In the 1960s, she famously said she would never publish another book because she had said everything she wanted to say. She lived a quiet, private life. To have her "failed" draft pushed into the spotlight when she was too frail to defend it—or even read it—left a sour taste in many people's mouths. The state of Alabama even investigated the situation for potential financial exploitation, though they eventually closed the case, citing that Lee seemed "aware" of the publication.
How to Approach the Book Today
If you haven't read it yet, don't go in expecting To Kill a Mockingbird 2. You will be disappointed.
Instead, look at it as a historical artifact. It’s a window into the mind of a young Harper Lee trying to make sense of the civil rights movement in real-time. It’s a messy, angry book about a daughter’s disillusionment.
What to do if you’re curious about Harper Lee to Set a Watchman:
- Read it as a character study, not a sequel. Treat the Atticus in this book as an alternate-universe version of the hero you know.
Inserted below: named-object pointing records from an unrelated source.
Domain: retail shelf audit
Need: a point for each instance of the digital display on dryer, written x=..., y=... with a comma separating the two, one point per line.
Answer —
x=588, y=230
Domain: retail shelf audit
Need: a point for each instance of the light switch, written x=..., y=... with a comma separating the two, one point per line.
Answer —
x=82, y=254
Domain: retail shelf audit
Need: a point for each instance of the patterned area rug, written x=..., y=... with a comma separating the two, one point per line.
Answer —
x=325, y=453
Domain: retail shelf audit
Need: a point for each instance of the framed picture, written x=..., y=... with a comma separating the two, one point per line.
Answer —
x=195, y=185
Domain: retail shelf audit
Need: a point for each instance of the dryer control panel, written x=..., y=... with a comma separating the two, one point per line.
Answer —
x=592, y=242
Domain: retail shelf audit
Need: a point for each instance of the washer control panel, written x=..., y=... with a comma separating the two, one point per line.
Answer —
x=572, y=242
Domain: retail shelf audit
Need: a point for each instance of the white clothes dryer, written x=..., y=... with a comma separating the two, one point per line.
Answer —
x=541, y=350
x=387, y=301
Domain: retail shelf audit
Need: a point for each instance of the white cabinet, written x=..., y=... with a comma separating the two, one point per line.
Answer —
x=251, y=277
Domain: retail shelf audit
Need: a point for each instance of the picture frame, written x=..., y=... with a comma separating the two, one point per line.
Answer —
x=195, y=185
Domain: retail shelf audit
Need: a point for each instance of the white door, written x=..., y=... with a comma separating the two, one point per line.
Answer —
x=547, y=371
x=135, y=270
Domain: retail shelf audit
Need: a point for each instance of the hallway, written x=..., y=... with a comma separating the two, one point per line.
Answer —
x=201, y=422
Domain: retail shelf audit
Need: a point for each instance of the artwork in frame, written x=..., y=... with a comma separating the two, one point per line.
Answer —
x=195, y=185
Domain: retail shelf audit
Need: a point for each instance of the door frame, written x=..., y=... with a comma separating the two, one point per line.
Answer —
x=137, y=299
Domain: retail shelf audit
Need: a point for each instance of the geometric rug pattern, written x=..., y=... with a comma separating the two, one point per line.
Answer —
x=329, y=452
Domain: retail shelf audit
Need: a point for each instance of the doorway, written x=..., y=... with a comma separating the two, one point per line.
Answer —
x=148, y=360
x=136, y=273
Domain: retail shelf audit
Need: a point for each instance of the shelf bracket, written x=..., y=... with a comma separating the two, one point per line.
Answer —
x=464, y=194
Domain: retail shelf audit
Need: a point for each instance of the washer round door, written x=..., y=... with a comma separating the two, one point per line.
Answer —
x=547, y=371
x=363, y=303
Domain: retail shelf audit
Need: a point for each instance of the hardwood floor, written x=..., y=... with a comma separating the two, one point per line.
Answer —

- Compare the prose. If you’re a fan of the craft, mark the passages that appear in both books. It’s a masterclass in how a good editor (Tay Hohoff) can help an author find the "real" story hidden inside a draft.
- Check out the documentary Harper Lee: From Mockingbird to Watchman. It provides a lot of the context regarding her life in Monroeville during the release.
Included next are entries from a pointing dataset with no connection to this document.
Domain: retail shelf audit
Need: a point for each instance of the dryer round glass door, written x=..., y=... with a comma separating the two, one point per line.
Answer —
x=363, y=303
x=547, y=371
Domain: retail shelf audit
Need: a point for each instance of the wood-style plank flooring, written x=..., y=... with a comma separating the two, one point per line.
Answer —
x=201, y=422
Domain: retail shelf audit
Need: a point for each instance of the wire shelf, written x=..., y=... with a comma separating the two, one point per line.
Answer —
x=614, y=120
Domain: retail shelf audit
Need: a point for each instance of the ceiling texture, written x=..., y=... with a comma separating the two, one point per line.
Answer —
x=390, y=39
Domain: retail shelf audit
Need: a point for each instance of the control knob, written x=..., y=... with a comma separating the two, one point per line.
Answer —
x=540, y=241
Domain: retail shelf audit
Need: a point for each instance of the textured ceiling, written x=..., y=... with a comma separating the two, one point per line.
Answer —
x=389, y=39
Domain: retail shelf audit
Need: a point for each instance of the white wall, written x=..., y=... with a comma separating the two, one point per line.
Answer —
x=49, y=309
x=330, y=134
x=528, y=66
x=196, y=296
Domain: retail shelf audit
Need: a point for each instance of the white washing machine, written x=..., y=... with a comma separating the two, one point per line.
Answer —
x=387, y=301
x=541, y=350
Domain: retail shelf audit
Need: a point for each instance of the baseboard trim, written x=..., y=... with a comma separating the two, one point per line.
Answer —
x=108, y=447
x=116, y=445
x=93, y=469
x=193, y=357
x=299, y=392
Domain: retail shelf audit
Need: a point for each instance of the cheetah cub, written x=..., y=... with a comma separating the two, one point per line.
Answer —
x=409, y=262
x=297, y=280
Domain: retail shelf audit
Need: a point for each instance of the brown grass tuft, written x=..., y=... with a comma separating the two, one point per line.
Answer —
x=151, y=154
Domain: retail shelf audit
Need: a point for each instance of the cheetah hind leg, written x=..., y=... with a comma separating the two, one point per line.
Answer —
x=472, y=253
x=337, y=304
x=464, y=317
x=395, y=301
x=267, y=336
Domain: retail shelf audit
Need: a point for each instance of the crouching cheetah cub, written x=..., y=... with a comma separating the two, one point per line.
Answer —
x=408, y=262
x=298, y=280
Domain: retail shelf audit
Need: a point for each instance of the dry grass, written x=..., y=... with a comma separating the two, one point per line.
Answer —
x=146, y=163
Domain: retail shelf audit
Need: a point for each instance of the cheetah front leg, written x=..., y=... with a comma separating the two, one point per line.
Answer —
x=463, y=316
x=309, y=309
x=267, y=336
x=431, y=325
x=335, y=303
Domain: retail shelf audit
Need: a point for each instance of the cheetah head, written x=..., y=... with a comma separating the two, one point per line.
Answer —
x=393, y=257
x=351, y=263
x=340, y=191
- Balance your perspective. Read Mockingbird first, wait a few months, and then dive into Watchman. Reading them back-to-back can be too jarring for the soul.
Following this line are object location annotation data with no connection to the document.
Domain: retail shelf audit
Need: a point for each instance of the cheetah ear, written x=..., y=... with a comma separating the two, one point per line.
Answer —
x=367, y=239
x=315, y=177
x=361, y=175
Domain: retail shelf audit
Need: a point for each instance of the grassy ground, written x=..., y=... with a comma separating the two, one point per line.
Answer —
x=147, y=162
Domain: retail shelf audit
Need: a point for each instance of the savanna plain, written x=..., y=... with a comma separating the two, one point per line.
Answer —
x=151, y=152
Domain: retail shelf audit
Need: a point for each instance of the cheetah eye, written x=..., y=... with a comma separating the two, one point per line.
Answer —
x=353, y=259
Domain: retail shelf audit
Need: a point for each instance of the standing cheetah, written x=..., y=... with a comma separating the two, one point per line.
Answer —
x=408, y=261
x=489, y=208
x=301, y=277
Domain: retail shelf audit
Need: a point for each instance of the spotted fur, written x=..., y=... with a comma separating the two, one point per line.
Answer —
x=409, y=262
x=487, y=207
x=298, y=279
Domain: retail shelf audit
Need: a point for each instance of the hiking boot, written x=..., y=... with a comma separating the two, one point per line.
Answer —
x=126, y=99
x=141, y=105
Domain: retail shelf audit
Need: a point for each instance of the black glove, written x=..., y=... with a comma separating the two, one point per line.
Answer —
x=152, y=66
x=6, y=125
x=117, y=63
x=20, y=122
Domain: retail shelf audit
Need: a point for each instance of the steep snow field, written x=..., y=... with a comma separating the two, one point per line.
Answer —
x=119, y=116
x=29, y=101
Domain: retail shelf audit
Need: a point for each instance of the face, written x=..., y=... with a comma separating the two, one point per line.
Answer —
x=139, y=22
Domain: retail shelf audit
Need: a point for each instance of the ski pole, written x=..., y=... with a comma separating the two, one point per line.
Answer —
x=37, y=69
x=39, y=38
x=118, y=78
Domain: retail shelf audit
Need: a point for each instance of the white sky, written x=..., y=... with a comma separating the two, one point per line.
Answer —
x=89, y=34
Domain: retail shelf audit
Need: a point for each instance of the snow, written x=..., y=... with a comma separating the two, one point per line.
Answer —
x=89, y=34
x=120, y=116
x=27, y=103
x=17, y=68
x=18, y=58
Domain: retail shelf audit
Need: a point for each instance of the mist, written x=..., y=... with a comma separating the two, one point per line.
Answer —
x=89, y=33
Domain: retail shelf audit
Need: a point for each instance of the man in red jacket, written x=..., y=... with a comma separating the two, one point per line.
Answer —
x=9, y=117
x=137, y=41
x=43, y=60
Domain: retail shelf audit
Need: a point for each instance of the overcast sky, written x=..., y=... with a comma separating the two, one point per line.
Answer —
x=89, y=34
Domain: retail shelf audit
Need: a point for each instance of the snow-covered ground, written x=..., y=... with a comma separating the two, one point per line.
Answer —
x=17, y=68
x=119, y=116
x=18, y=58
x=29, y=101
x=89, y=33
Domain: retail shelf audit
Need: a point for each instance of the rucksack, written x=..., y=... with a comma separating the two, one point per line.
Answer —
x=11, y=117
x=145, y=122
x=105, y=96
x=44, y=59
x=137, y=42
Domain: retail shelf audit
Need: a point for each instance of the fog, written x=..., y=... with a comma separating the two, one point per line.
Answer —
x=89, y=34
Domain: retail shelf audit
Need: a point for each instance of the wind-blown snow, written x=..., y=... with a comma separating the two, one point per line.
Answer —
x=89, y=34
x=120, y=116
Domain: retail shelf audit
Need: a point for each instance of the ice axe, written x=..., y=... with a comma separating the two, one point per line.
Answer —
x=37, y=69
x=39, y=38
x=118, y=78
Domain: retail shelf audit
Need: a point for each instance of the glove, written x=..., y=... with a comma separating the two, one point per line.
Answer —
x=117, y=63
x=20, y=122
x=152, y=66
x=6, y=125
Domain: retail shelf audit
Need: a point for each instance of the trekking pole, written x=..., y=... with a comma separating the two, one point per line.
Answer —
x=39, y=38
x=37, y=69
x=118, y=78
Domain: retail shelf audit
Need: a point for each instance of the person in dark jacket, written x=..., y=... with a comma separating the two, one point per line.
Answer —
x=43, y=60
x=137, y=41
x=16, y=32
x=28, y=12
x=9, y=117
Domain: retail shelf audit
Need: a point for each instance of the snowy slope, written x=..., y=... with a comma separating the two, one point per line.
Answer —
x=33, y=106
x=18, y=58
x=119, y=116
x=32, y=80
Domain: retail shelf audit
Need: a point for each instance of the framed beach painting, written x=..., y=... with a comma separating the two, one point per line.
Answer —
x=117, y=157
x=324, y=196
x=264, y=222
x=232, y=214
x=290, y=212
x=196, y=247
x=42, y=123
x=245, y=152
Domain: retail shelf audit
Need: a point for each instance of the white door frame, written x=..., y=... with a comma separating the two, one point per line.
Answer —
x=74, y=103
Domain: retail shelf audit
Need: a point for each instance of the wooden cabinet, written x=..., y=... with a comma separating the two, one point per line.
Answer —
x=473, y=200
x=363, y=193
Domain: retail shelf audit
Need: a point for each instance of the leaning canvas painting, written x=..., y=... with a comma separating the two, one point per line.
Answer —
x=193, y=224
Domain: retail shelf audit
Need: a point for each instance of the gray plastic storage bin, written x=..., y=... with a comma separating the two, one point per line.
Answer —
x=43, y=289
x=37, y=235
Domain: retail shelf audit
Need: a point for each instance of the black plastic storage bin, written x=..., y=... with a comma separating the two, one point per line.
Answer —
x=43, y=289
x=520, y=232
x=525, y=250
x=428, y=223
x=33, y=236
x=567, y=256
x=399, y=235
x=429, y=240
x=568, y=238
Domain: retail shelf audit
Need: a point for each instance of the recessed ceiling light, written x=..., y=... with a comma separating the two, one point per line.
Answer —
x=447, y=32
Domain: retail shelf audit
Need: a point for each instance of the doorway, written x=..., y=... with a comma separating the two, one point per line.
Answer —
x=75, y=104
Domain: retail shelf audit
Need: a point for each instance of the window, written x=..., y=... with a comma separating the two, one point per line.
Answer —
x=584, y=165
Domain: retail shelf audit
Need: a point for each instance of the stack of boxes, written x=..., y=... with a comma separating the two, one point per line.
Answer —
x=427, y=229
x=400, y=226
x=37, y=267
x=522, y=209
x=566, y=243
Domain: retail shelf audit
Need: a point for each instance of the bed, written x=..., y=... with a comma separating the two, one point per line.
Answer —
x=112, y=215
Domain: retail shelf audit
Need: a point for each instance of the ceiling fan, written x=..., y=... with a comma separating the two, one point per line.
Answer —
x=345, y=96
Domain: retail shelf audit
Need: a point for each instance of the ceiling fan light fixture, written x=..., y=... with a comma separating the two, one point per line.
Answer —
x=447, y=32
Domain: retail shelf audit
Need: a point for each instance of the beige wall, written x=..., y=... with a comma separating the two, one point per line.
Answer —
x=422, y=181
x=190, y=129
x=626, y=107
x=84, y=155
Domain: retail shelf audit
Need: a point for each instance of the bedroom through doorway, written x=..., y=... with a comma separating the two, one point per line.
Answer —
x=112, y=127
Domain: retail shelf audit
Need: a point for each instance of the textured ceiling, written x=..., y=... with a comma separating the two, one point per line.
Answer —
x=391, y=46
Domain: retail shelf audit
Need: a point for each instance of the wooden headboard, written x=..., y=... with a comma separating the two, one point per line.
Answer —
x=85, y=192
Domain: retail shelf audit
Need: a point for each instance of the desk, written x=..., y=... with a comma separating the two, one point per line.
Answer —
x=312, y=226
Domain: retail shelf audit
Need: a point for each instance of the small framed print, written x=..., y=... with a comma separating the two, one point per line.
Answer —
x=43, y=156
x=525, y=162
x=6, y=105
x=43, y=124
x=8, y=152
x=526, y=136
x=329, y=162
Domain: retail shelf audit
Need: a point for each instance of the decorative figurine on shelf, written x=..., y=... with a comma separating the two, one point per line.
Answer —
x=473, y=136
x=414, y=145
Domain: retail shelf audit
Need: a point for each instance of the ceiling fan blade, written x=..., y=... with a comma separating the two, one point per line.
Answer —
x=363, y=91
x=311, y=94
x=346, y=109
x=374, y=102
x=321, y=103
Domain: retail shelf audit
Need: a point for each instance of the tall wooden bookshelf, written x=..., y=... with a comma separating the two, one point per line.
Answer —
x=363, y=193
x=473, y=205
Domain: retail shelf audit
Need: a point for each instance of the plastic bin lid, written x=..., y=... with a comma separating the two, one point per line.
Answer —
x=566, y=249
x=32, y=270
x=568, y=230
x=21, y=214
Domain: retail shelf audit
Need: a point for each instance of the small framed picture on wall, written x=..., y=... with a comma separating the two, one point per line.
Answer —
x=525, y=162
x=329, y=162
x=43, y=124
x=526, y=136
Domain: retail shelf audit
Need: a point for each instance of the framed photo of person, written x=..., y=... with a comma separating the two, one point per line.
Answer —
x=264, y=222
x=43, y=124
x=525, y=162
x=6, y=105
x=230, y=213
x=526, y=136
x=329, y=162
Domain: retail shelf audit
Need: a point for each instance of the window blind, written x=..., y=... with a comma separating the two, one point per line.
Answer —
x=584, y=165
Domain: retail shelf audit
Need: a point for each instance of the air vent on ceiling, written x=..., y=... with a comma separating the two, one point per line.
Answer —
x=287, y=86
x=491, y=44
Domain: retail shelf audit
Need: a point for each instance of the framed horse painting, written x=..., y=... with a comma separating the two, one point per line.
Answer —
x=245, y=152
The legacy of Harper Lee is complicated. She gave us a book that defined American morality, and then, right before the end, her estate gave us a book that challenged it. Whether Watchman should have been published is a debate that will never end, but it exists now. It's part of the record. It reminds us that even our greatest heroes—and our greatest authors—are more complex than the legends we build around them.